My father’s high school’s transcripts revealed his home address and the last name of the family he lived with. A girl in his grade in the yearbook had the same last name. In the Internet age, it wasn’t hard to find her. She was happy to talk with me about my dad. Our conversation was a gift and helped me fill in the gaps to the questions I had and helped me envision where my father had spent happier days in his life. The yearbook showed photos of him on the track team in high school and later I connected with one of his track buddies through email to ask questions about his time as a runner.
When I found a pocket-sized New Testament in my dad’s car, I was surprised. I had only heard him swear about life being hell. In this chapter I try to see my father in a new light. In a box stored away and rediscovered after a move, there were letters my father wrote while doing time in a correctional facility. The letters were over 20 years old. I used the letters within the story, transcribing parts of each one. In one of the letters, he had expressed conversations he had with a Reverend and wrote about reclaiming his life. These letters would help me write the chapter about how my dad’s faith had been restored and his hope that he too could be forgiven.
“I’ll have only 43 days left here after you receive this card. One month and one week; so not forever but it feels like eternity. I’ll have been sober for almost 9 months when I get out and want to do something important with the rest of my life.”
During our last visit, he appeared to be happier than I had ever seen him, just three months before the fire. He gave me some of his writings that day from a small journal. His thoughts on these pages would later be part of the Clipboard chapter.
When I wrote about his rings, I remembered a conversation with my father about the night he lost his rings at the homeless shelter, but I wanted further proof of his time there. I turned to the health records, and I emailed the shelter to gain some information about his stay.
“…while looking at his health records, the counselor notes show he was evicted from a home he was living…I’d see the three days he spent at the Rescue Mission following an eviction. It reads that he was planning to apply for public assistance. In capital letters it reads he is homeless and unemployed.”
Piecing Together Clues
When I was writing about the challenges my dad went through, every little email, document, and transcript was like a clue. Every discovery while writing about my father’s troubles was like having a conversation with him, as though he was alive.
In the Giants hat chapter, I reminisce about my own high school track accomplishments by using my binders full of racing stats that coincide with my father’s health records, so I could compare what I was achieving when my father was on probation and failing to get a grip on his life.
To gain a fuller understanding of my father’s young adult life, I needed more information: his military records, his college transcripts, and a copy of his diploma, then I found articles he wrote for a college newspaper that were archived online.
All of these documents improved the story I wanted to tell about our special connection and finding healing after sudden loss.
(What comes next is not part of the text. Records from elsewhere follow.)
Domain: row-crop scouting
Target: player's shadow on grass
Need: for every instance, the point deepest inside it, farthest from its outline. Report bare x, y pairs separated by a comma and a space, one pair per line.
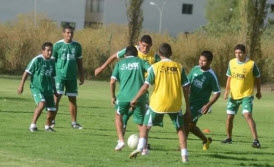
227, 157
16, 112
7, 99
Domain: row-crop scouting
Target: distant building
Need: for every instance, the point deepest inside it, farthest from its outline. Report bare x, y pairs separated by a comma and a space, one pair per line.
178, 16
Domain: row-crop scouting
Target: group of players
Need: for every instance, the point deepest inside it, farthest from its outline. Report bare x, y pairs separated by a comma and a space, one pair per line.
139, 69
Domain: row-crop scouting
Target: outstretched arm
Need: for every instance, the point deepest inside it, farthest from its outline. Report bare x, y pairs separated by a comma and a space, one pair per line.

Every artifact helped my grief tremendously along the way too.
After the memoir was published in 2023, I kept searching for more artifacts. When I gathered a copy of my father’s birth certificate it was added to a memory box I can share with my kids. Other keepsakes will wait and will be shared when they are older.
The pages of my story are filled with sorrow, grief, and hardship. I know my father was an imperfect person, but I don’t see him that way; the artifacts showed me who he was beyond his struggles and mistakes.